L’ennesima analisi del voto

Beh due parole sulle elezioni Europee vanno pur dette, no? Il PD al 40,8% è un sogno di molti di noi, si è andati oltre le più rosee aspettative e probabilmente nemmeno Veltroni avrebbe mai immaginato di arrivare a tanto.

In termini percentuali, s’intende, visto che il 33% del 2008 corrispondeva ad un numero maggiore di voti rispetto al 40,8 odierno. Ma tant’è, la disaffezione al voto sarà un problema che anche il PD dovrà affrontare ma ad oggi di certo non inficia il meraviglioso successo dell’ultima tornata elettorale.
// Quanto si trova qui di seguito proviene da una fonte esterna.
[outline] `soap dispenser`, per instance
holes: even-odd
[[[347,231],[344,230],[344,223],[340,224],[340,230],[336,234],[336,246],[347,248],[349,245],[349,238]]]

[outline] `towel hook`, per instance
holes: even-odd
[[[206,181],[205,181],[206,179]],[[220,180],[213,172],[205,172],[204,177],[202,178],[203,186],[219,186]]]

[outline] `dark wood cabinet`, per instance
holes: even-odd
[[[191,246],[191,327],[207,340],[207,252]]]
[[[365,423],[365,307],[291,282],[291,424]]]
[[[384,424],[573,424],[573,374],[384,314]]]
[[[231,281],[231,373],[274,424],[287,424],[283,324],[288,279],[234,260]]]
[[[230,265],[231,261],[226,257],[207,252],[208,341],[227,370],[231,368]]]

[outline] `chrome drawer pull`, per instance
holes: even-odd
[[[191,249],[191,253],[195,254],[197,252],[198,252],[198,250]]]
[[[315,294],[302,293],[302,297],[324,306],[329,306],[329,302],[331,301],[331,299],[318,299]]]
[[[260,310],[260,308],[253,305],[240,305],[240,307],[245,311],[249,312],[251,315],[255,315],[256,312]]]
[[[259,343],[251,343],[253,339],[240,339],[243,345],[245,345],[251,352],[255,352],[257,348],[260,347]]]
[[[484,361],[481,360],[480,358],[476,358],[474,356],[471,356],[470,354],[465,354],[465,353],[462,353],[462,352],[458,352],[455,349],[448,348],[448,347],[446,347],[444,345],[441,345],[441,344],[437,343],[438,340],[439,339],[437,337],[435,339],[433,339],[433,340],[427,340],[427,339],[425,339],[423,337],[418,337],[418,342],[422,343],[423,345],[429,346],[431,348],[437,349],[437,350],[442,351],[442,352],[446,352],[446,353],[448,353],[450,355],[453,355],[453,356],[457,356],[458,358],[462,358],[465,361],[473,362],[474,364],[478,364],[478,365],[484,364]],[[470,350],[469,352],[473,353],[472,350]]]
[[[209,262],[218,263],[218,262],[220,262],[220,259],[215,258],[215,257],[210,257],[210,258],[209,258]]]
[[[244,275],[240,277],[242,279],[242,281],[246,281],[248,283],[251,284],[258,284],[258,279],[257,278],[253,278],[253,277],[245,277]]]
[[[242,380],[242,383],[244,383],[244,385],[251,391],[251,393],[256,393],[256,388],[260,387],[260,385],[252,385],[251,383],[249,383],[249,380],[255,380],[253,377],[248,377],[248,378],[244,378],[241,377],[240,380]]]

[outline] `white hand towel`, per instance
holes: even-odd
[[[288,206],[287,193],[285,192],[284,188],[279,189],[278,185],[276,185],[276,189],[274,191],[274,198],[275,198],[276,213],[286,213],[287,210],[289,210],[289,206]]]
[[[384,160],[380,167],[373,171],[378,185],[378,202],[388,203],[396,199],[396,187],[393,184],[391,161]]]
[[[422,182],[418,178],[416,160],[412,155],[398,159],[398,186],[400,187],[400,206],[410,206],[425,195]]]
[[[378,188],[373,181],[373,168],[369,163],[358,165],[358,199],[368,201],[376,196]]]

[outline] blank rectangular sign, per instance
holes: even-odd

Politici, politologi, analisti, commentatori, giornalisti, sociologi, antropologi e pseudo-tuttiquellidiprima hanno già dato la loro chiave di lettura. Cittadini, militanti, avversari hanno fatto altrettanto, il web se ne cade di analisi del voto e anche io, che non sono nessuno, aggiungo qualche considerazione. Io credo che il risultato della settimana scorsa sia prima di tutto un voto di speranza. Nel senso che molti di quelli che hanno scelto di tornare a votare per il PD (lo zoccolo duro c’è sempre) o lo hanno votato per la prima volta sperano davvero che Renzi e il PD possano dare un futuro a questo Paese. Un voto che non sarà eterno, dunque, ma che potrà essere ribadito solo se le speranze non andranno deluse. Un voto in prestito, insomma, pronto ad andar verso altri lidi un’altra volta. In questo gli italiani sono maestri, diciamo.

Poi ci sono quelli che vogliono rifare la DC, quelli che vogliono un leader forte, quelli che si sono spaventati dalla deriva fascista di Grillo, quelli che votavano Forza Italia e Scelta Civica e UDC e pensano che il PD Renziano possa essere la loro nuova casa (dove magari entrano e mettono i piedi sul tavolo).

Poi ci sono quelli di sinistra, che vedono nel PD l’unico modo di dare peso alla sinistra, che esiste ancora, in questo Paese. Fortunatamente.

Un successo di tutto il PD, perché non mi sembra che ci siano stati amici e compagni che si sono risparmiati, in questa campagna elettorale. E aver convinto a votare PD anche chi era ed è critico nei confronti del PD è comunque un atto di fiducia verso chi fa di tutto affinché il Partito Democratico continui a parlare di ambiente, di diritti, di conflitto di interessi, di consumo di suolo, di lavoro, di precari. E i risultati si sono visti.

Renzi c’ha messo del suo, è indubbio e gliene va dato atto. Però occorre far buon uso del consenso enorme ricevuto. Pensare di comandare, non consentendo alle minoranze di apportare un contributo fecondo al dibattito nel Paese e nel Parlamento sarebbe un errore gravissimo. E sarebbe anche molto poco democratico. A dirla tutta, Renzi del PD fino ad ora si è occupato davvero poco. E i capi e capetti locali, quelli che, per dire, hanno ridotto il PD di Roma in un coacervo di interessi personali che si intrecciano e si mescolano a seconda delle convenienze del momento non riuscendo ad elaborare uno straccio di proposta politica e programmatica per la città, sono saliti tutti sul carro del vincitore.

Poi, peseranno i fatti. I provvedimenti. E saranno solo quelli a dirci quale sarà la direzione intrapresa dal PD. Se prevarrà l’istinto della balena o se il PD diventerà la casa comune di tutti i progressisti italiani, come auspicavamo quando abbiamo contribuito a fondarlo.

Non ve lo nascondo, un po’ sono preoccupato. Morire centrista proprio non mi piacerebbe, ecco. E allora l’impegno a tirare il PD a sinistra si rinnova. Con tutti i miei compagni di viaggio.